Henderson ran his hand up through his hair. “Are you trying to drive me out of my mind?” He said it very quietly, as though this small-talk was almost unendurable. “Yes, I have a blue tie. Inside, on my tie-rack, I think.”

“Then how’d you come to skip it when you were putting on an outfit like this? It cries out for it.” The detective gestured disarmingly. “Unless, of course, you did have it on to begin with, changed your mind at the last minute, whipped it off and put on the one you’re wearing instead.”

Henderson said, “What’s the difference? Why do you keep this up?” His voice went up a note. “My wife is dead. I’m all cracked-up inside. What’s the difference what color tie I did or didn’t put on?”

It went on, as relentlessly as drops of water falling one by one upon the head. “Are you sure you didn’t have it on originally, then change your mind—?”

His voice was smothered. “Yes, I’m sure. It’s hanging from my tie-rack in there.”

The detective said guilelessly, “No, it isn’t hanging from your tie-rack. That’s why I’m asking. You know those little vertical notches running down your tie-rack, like a fish’s backbone? We found the one it belongs on, the one you usually kept it strung through, because that was the only vacant one on the whole gadget. And that was the lowest one of all, in other words all the ties on the upper ones overlapped it as they hung down straight. So you see, it was removed from under all the other ties, which means you must have gone there and selected it originally, not just pulled it off at random from the top. Now what bothers me is why, if you went to all the trouble of lifting up all your other ties and selecting that one from underneath, and withdrawing it from the rack, you then changed your mind and went back to the one you’d already been wearing all day at business, and which didn’t go with your after-dark outfit.”

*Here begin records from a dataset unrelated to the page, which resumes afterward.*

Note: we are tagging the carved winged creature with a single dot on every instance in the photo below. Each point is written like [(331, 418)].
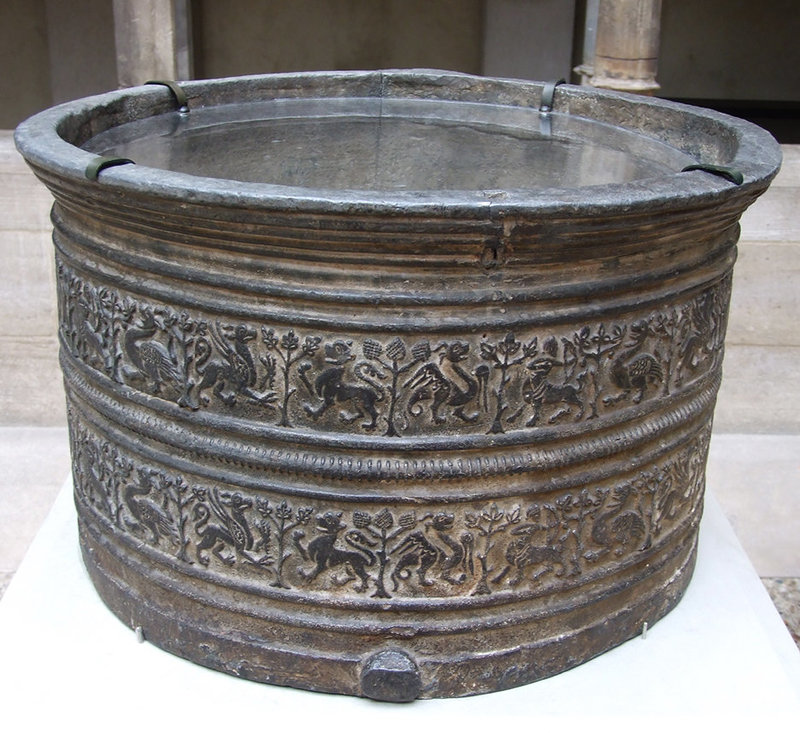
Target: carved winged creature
[(149, 514)]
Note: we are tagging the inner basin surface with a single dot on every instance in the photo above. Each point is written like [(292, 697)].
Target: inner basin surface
[(390, 145)]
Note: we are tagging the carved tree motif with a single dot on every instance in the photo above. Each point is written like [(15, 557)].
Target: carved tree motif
[(283, 519), (503, 356), (284, 348), (396, 354), (379, 527), (487, 524)]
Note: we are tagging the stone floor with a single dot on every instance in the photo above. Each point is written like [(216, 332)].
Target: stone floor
[(754, 466)]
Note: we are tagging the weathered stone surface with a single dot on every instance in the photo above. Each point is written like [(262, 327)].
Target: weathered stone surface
[(466, 422)]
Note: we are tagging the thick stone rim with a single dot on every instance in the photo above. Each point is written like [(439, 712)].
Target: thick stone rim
[(43, 141)]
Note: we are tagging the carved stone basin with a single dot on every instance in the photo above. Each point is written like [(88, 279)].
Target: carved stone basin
[(391, 383)]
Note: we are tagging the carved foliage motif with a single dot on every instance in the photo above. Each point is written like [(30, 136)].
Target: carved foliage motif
[(384, 551), (393, 386)]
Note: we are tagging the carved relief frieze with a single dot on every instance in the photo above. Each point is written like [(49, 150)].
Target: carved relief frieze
[(395, 385), (385, 551)]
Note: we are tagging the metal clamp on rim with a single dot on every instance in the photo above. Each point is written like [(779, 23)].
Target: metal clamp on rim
[(101, 163), (548, 95), (729, 174), (177, 91)]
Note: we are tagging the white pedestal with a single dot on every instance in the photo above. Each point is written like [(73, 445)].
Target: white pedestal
[(65, 660)]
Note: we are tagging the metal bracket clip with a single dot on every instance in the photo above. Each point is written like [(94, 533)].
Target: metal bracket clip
[(100, 163), (548, 95), (180, 96), (729, 174)]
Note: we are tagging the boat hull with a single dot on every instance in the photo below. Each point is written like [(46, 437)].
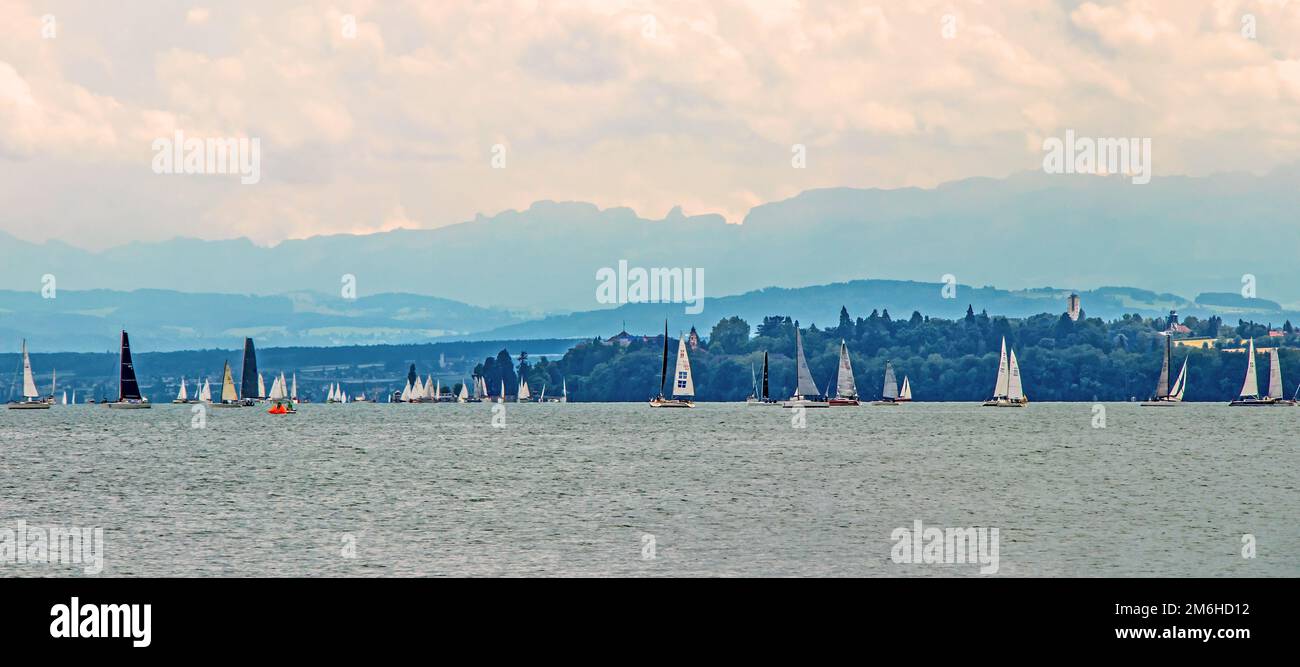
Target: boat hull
[(805, 403), (1261, 402), (670, 402), (29, 406)]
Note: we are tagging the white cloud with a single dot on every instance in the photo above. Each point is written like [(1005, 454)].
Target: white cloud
[(394, 124)]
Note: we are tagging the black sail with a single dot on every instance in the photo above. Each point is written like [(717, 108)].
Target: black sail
[(248, 380), (128, 386)]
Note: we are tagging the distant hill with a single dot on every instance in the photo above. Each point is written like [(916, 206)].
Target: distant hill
[(820, 304), (1177, 234), (164, 320)]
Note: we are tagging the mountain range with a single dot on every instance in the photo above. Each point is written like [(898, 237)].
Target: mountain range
[(164, 320), (1175, 235)]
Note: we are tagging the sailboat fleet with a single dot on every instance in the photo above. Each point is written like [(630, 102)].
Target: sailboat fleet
[(1008, 388)]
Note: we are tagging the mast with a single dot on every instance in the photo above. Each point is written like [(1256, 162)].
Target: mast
[(1251, 386), (1162, 384), (663, 372), (29, 382)]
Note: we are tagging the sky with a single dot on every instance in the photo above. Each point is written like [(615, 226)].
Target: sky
[(375, 116)]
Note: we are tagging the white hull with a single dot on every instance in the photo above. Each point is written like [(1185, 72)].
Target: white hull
[(29, 406)]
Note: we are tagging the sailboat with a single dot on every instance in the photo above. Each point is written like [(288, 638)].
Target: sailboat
[(683, 385), (250, 381), (845, 388), (1166, 394), (229, 397), (1251, 388), (128, 388), (889, 392), (182, 397), (806, 394), (31, 398), (281, 405), (1008, 390), (762, 395)]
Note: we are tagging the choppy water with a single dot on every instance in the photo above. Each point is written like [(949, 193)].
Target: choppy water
[(571, 489)]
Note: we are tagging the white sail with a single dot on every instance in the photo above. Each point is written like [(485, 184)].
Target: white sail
[(228, 386), (1014, 392), (29, 382), (277, 389), (1251, 388), (1181, 384), (1000, 385), (683, 384), (1274, 375), (806, 386), (891, 388), (845, 385)]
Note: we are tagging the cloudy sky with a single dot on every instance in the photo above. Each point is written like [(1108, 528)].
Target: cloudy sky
[(646, 104)]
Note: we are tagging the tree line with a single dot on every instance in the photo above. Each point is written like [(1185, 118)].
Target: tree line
[(1061, 359)]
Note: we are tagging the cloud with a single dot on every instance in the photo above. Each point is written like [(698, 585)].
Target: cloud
[(384, 113)]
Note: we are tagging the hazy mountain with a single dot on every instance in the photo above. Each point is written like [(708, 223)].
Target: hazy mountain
[(1177, 234), (163, 320), (820, 304)]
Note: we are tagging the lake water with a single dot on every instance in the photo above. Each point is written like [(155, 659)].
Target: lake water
[(723, 489)]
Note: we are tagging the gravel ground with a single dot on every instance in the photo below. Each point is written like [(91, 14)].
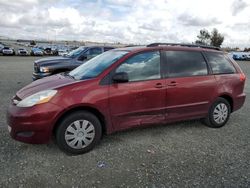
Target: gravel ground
[(186, 154)]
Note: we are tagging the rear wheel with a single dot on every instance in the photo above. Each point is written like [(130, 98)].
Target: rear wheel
[(79, 132), (219, 113)]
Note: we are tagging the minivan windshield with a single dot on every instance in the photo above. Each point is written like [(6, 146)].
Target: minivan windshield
[(75, 52), (96, 65)]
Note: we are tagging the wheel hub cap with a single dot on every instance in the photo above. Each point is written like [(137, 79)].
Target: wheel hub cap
[(79, 134), (220, 113)]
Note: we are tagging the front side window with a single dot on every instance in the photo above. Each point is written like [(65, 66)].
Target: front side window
[(143, 66), (96, 65), (185, 64), (219, 63)]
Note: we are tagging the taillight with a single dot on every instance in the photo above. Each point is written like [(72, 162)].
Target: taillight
[(242, 77)]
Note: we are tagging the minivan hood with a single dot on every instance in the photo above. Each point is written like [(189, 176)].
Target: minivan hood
[(51, 82), (52, 60)]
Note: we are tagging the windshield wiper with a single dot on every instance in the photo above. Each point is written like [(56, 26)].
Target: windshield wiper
[(66, 74)]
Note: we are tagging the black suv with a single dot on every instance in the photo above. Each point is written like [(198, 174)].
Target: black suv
[(53, 65)]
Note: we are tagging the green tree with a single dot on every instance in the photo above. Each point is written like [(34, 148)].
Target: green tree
[(203, 37), (216, 38)]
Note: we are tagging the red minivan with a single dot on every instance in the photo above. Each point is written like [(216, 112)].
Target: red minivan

Henderson hit himself smartly at the ridge of the forehead with the heel of one hand. He sprang up. “I can’t stand this!” he muttered. “I can’t stand any more of it, I tell you! Come out with what you’re doing it for, or else stop it! If it’s not on the tie-rack, then where is it? I haven’t got it on! Where is it? You tell me, if you know! What’s the difference where it is, anyway?”

“A great deal of difference, Mr. Henderson.”

There was a long wait after that; so long that he started to get pale even before it had come to an end.

“It was knotted tight around your wife’s neck. So tight it killed her. So tight it will have to be cut loose with a knife to get it off.”